Kinshasa: DRC’s highly-strung megapolis
In travellers, the Democratic Republic of the Congo – Central Africa’s giant heart the size of Western Europe, prompts images of perpetual turmoil, Byzantine bureaucracy and boundless corruption. Kinshasa, the DRC’s supersized capital, takes each of these attributes to a new level. The city looks makeshift and tatty. At the same time, it is strangely authentic, without the Chinese-built highrises that are fast destroying the architectural heritage of Dar es Salaam or Maputo.

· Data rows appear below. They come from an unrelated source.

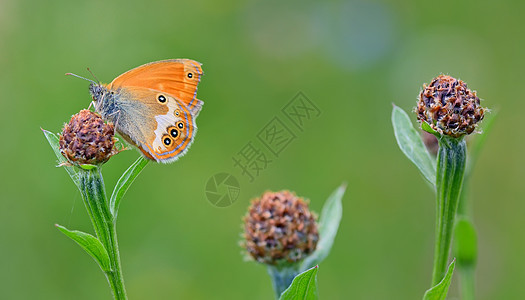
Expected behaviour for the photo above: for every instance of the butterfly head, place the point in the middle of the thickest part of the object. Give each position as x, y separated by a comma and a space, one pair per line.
97, 91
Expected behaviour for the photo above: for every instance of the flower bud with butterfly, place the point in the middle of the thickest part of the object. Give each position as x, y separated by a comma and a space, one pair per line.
153, 106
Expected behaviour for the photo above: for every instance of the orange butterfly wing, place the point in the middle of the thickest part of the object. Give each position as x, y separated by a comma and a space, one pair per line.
177, 77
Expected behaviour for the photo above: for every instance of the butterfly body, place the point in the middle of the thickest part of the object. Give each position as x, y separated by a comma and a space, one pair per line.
154, 107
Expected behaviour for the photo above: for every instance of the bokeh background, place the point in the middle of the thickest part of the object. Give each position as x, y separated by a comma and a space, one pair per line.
353, 59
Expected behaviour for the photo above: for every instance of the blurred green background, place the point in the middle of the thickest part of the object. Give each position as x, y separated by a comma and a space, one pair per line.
353, 59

As the world’s largest francophone city, it also has an emerging art and first-class music scene.
Inexplicably, among the locals the city goes by the sobriquet of ‘Kin la belle’. Unless this is meant figuratively, there’s little beauty to be found in Kinshasa’s dusty streets or the ruins of former Léopoldville’s 1950s public infrastructure. There are endless streams of unroadworthy vehicles and there is two-directional traffic in almost every single lane. There is the chaotic entrepreneurial activity that defines so much of street life in Africa. There’s also no hint whatsoever that this is the capital of one of the world’s prime exporters of coltan, diamonds, gold and copper.
“The mafia-style shakedown for a bribe from officials of every rank begins at Kinshasa’s N’Djili airport as you disembark and never ceases until you depart”

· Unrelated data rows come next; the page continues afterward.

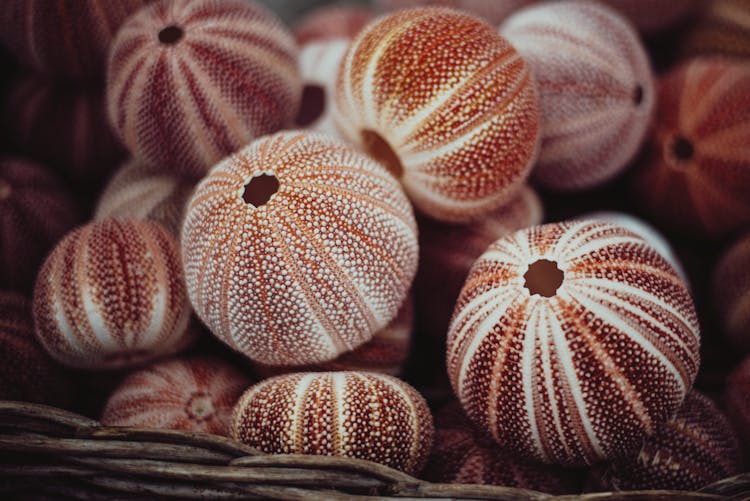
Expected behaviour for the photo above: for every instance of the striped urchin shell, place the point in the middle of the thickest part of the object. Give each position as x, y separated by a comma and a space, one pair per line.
572, 341
140, 192
63, 126
332, 22
353, 414
27, 372
64, 38
36, 210
446, 104
464, 455
447, 251
696, 177
190, 81
193, 394
595, 87
297, 248
110, 295
731, 292
319, 63
694, 448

In spite of the country’s state of political upheaval or perhaps because of it, Kinshasa also has an up and coming art scene to be sampled at privately-owned exhibition spaces, such as Texaf Bilembo. According to some, the local music scene is unsurpassed in Africa, with the Congolese rumba and its exponents like Fally Ipupa ruling the continent’s airwaves. With its 250+ ethnic groups, the Congo is also a tribal art powerhouse and its famous, spiritually-charged masks are now on display in a new state of the art National Museum of the DRC built with funds from South Korea.

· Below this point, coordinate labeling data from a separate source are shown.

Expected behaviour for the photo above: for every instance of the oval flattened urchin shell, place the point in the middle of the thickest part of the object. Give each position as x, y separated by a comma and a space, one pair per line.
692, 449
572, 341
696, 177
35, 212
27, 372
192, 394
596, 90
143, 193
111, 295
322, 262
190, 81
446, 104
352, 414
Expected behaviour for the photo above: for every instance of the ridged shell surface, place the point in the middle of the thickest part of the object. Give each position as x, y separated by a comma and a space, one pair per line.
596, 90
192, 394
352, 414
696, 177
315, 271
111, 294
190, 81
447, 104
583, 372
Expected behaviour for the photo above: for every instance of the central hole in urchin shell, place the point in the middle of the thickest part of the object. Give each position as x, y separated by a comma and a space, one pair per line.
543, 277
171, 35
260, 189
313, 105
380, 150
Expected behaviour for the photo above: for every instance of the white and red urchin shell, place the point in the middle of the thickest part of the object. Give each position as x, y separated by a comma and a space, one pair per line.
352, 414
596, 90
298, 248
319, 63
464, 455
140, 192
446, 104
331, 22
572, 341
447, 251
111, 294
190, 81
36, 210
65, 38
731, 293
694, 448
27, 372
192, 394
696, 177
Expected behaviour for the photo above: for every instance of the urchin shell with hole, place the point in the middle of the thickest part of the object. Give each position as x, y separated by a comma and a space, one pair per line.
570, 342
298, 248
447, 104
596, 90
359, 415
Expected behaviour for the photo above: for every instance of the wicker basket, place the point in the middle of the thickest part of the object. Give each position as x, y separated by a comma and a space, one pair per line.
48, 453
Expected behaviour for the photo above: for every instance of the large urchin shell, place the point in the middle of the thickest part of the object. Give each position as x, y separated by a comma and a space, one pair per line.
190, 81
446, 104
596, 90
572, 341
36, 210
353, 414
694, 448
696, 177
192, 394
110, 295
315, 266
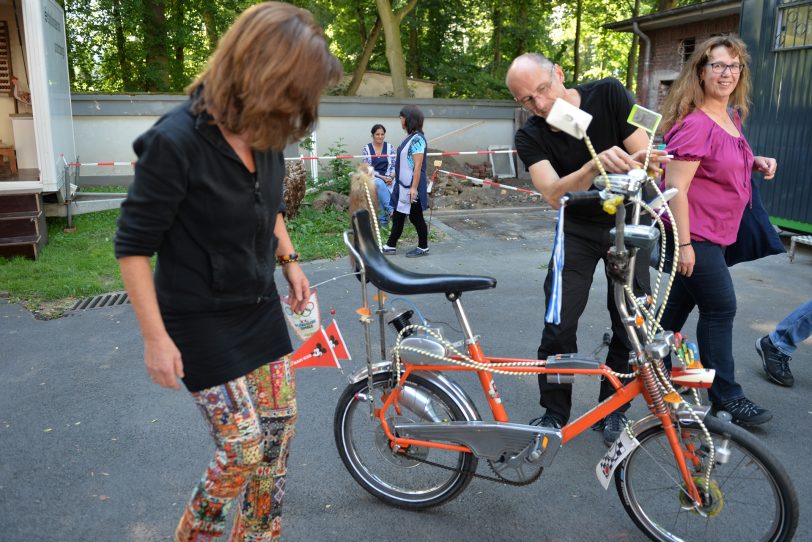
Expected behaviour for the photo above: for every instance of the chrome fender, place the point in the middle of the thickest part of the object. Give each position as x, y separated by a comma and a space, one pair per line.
461, 399
683, 415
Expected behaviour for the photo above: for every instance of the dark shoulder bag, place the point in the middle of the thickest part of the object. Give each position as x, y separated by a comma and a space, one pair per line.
757, 237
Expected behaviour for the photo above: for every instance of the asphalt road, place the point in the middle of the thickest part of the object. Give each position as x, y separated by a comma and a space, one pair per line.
90, 449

No matter who you ask, the consensus is that ultimately this is a dysfunctional place. “Our Congo is broken,” Lulendo, a talkative local, told me with a broad sweep towards the piles of uncollected rubbish in front of the capital’s zoo. It’s disingenuous to claim – as the Congolese elites and majors in Postcolonial Studies do – that Belgium as the former colonial power got rich from plundering the country’s minerals. The independent Congolese rulers have been at it for almost an equal length of time since 1960 and yet the country has so little to show for it.
One thing an independent Congo has perfected into an art form is corruption. The mafia-style shakedown for a bribe from officials of every rank begins at Kinshasa’s N’Djili airport as you disembark and never ceases until you depart. Bribes are solicited not for any services rendered but to make a manufactured nuisance go away. Everything quickly develops into an insurmountable problem until it is, just as quickly, resolved with a bribe. As you walk past any uniformed Congolese, it becomes clear that the real threat doesn’t come from a criminal but a policeman.
Closely linked to corruption is the Congo’s second malaise – stupefying but pointless bureaucracy. Endless forms are filled and documents are checked and rechecked mostly for the fun of it or as a prelude to soliciting brides. The back and forth of airport formalities or crossing the Congo River from Kinshasa to Brazzaville feels like the stations of the cross. The artificial bottlenecks are annoying before becoming exhausting, with no logic in sight. The Congo, after all, is Joseph Conrad’s proverbial Heart of Darkness which I reread before my trip – and finally understood.